Methodology

Last updated May 2025 · Source on GitHub

Overview

The Consumer Compass headline score is a weighted composite of 7 sub-scores covering ~30 indicators sourced entirely from free U.S. government APIs (FRED, BLS, BEA, NY Fed, SEC EDGAR). Each indicator is converted to a 0–100 score using an expanding-window percentile rank — its current value is ranked against all historical values back to 1990. This eliminates look-ahead bias and ensures the score is directly comparable across time.

Percentile Transform

For each indicator at time t, the score is:

rank(value_t) / N_t × 100
where N_t = count of all observations from history[0] through history[t]
  • Higher-is-better indicators (e.g., payrolls, savings rate): higher percentile = higher score.
  • Lower-is-better indicators (e.g., unemployment, delinquency): percentile is inverted (100 − percentile).
  • CPI indicators: scored by proximity to 2% — the absolute distance |YoY − 2%| is ranked; lower distance scores higher.
  • Context-only indicators (Manheim MUVVI): charted for context but excluded from scoring.

Pre-Score Transforms

Indicator Transform
Nonfarm Payrolls (PAYEMS) MoM change → 3-month rolling average
Real Hourly Earnings, DPI, Retail Sales, PCE Year-over-year % change
PCE (spending momentum) 3-month annualized rate of change
Net Worth / DPI BOGZ1FL192090005Q ÷ DSPI (both quarterly)
CPI (all variants) |YoY − 2.0%| distance → scored on lower distance
TSA Throughput vs. 2019 baseline (pre-pandemic normalization)
All others Raw level (already stationary or ratio)

Smoothing

After scoring, each indicator's 0–100 series is smoothed with a rolling average before sub-score aggregation:

  • Monthly indicators: 3-month centered rolling average
  • Weekly indicators: 4-week rolling average
  • Daily indicators: 30-day rolling average
  • Quarterly indicators: no smoothing applied

Sub-Score Weights

Sub-Score Weight Indicators
Labor & Income 20% UNRATE, PAYEMS, IC4WSA, CCSA, Real AHE YoY
Credit Stress 20% CC delinquency, Consumer loan delinquency, Charge-offs, NY Fed serious delinq transition, SLOOS tightening
Balance Sheet 15% Personal saving rate, Real DPI YoY, Debt service ratio, Net Worth/DPI
Spending & Demand 15% Real PCE 3-mo ann., Real retail sales YoY, TSA throughput vs 2019, Real PCE food svcs YoY
Sentiment 10% UMich Consumer Sentiment, OECD Consumer Confidence, NY Fed SCE missing payment prob.
Inflation 10% Headline CPI, Core CPI, Shelter CPI (all proximity to 2%), EIA gas prices
Big Ticket 10% 30yr mortgage rate, Auto loan rate (72mo), CC interest rate, Housing affordability index

Within each sub-score, indicators are equally weighted.
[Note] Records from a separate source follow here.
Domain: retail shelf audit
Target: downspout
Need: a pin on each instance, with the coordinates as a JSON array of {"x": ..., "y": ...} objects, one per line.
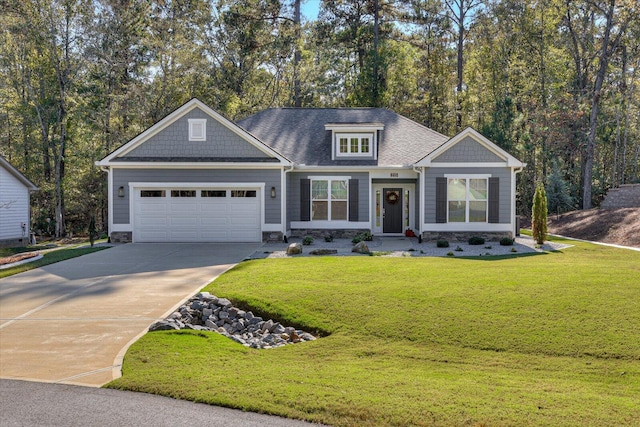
[
  {"x": 283, "y": 204},
  {"x": 420, "y": 172},
  {"x": 109, "y": 199},
  {"x": 513, "y": 200}
]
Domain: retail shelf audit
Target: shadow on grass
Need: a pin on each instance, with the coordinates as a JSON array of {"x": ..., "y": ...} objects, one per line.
[{"x": 505, "y": 257}]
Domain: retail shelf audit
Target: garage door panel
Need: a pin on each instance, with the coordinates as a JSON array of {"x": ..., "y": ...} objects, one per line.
[
  {"x": 215, "y": 235},
  {"x": 214, "y": 222},
  {"x": 151, "y": 207},
  {"x": 182, "y": 221},
  {"x": 149, "y": 221},
  {"x": 177, "y": 207},
  {"x": 243, "y": 235},
  {"x": 216, "y": 218},
  {"x": 184, "y": 236},
  {"x": 153, "y": 236}
]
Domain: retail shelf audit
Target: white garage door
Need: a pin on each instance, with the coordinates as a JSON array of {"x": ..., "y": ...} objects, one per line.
[{"x": 197, "y": 215}]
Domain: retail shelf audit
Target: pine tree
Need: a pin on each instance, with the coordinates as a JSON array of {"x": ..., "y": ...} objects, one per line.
[{"x": 539, "y": 215}]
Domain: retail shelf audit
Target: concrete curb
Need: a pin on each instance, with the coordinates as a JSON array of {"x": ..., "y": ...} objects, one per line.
[{"x": 611, "y": 245}]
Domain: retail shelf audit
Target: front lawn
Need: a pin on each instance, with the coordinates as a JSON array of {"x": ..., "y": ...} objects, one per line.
[
  {"x": 551, "y": 339},
  {"x": 49, "y": 258}
]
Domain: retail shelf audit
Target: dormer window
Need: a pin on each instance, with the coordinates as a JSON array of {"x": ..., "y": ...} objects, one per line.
[
  {"x": 354, "y": 144},
  {"x": 197, "y": 129},
  {"x": 354, "y": 140}
]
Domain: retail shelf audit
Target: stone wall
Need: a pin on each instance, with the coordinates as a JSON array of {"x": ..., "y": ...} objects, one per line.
[
  {"x": 625, "y": 196},
  {"x": 321, "y": 233},
  {"x": 464, "y": 236}
]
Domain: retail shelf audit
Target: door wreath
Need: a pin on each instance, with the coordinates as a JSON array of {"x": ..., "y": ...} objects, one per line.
[{"x": 392, "y": 197}]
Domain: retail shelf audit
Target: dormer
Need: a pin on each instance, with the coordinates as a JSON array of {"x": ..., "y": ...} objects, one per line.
[{"x": 354, "y": 140}]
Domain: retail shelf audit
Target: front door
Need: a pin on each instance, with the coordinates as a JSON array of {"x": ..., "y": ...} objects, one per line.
[{"x": 392, "y": 205}]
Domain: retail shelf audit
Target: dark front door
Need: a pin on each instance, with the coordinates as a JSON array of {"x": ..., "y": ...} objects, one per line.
[{"x": 392, "y": 204}]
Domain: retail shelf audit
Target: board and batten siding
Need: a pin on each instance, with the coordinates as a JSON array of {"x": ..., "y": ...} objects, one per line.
[
  {"x": 293, "y": 192},
  {"x": 270, "y": 177},
  {"x": 14, "y": 206},
  {"x": 173, "y": 141},
  {"x": 504, "y": 174}
]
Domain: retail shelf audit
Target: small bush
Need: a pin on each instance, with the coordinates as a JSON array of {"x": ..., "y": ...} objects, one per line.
[
  {"x": 506, "y": 241},
  {"x": 476, "y": 240},
  {"x": 365, "y": 235}
]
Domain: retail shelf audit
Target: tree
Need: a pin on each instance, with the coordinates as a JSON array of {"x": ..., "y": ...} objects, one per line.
[
  {"x": 539, "y": 215},
  {"x": 558, "y": 194}
]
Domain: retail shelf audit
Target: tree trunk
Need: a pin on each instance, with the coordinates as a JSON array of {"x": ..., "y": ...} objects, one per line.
[
  {"x": 296, "y": 57},
  {"x": 605, "y": 55}
]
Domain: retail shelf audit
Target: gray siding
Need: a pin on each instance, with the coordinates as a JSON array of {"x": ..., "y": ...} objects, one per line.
[
  {"x": 293, "y": 193},
  {"x": 505, "y": 189},
  {"x": 122, "y": 177},
  {"x": 173, "y": 141},
  {"x": 467, "y": 150}
]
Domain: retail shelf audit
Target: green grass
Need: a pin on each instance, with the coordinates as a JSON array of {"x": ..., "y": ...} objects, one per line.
[
  {"x": 551, "y": 339},
  {"x": 49, "y": 258}
]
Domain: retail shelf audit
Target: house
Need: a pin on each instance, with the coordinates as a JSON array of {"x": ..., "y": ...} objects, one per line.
[
  {"x": 15, "y": 191},
  {"x": 195, "y": 176}
]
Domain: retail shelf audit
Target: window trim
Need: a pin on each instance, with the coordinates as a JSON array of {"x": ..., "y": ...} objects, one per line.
[
  {"x": 329, "y": 200},
  {"x": 370, "y": 136},
  {"x": 197, "y": 137},
  {"x": 468, "y": 178}
]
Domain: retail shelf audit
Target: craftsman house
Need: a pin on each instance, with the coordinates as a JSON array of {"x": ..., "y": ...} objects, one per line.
[{"x": 195, "y": 176}]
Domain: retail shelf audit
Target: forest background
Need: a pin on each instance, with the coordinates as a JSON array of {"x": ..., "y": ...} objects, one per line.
[{"x": 554, "y": 82}]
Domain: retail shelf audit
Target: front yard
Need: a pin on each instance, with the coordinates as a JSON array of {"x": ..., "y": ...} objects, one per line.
[{"x": 550, "y": 339}]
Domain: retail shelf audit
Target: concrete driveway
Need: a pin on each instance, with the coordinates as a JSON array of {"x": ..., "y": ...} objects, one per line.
[{"x": 71, "y": 322}]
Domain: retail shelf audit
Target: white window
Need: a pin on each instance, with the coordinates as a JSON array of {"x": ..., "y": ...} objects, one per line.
[
  {"x": 354, "y": 144},
  {"x": 329, "y": 199},
  {"x": 467, "y": 199},
  {"x": 197, "y": 129}
]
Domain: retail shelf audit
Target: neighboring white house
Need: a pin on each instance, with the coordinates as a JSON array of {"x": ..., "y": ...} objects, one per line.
[{"x": 15, "y": 213}]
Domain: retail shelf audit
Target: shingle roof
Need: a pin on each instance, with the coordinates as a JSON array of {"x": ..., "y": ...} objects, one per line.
[{"x": 300, "y": 135}]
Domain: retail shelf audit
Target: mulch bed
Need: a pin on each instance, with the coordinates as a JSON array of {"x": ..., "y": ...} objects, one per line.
[{"x": 19, "y": 257}]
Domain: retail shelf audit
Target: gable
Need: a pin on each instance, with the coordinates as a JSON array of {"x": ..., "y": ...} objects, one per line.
[
  {"x": 194, "y": 133},
  {"x": 174, "y": 142},
  {"x": 469, "y": 147},
  {"x": 468, "y": 150},
  {"x": 10, "y": 174}
]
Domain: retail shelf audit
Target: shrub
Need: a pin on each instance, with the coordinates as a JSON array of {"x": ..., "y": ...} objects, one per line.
[
  {"x": 506, "y": 241},
  {"x": 476, "y": 240},
  {"x": 365, "y": 235}
]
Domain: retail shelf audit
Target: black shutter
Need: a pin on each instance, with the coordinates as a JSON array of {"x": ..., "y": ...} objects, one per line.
[
  {"x": 441, "y": 200},
  {"x": 494, "y": 200},
  {"x": 353, "y": 200},
  {"x": 305, "y": 200}
]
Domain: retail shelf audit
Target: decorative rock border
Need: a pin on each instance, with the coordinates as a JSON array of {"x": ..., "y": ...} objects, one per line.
[{"x": 206, "y": 312}]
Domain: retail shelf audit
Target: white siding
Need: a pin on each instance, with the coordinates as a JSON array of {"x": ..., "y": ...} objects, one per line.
[{"x": 14, "y": 206}]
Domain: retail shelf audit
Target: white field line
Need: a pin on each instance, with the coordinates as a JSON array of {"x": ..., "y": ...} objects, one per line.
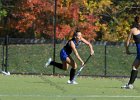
[{"x": 68, "y": 96}]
Sub-scores are renormalized if an indicator has no data.

Recession Back-Test

The scoring engine validates that the headline score drops ≥15 points by the NBER-designated recession peak (start of recession). Expected behavior:

Recession NBER Peak Expected Score Drop
1990–91 Jul 1990 ≥15 pts from pre-recession baseline
2001 Mar 2001 ≥15 pts from pre-recession baseline
2007–09 Dec 2007 ≥15 pts (score floors near 20 in 2009)
2020 COVID Feb 2020 ≥15 pts (score craters by Apr 2020)

Data Sources & Legal

  • FRED: Federal Reserve Bank of St. Louis. Free API, attribution required.
  • BLS: Bureau of Labor Statistics. Free API, public domain.
  • BEA: Bureau of Economic Analysis. Free API, public domain.
  • NY Fed HHDC: Household Debt and Credit. Free download, public data.
  • NY Fed SCE: Survey of Consumer Expectations. Free download.
  • EIA: U.S. Energy Information Administration. Free API, public domain.
  • SEC EDGAR: 8-K Exhibit 99 earnings transcripts only. U.S. government system, public domain.
  • Manheim MUVVI: Used for context only (not scored). Chart displays index level.
  • Conference Board CCI: Redistribution restricted — not stored. Linked externally only.

The Consumer Compass is not investment advice. Scores are statistical computations, not editorial recommendations. Source code is MIT-licensed.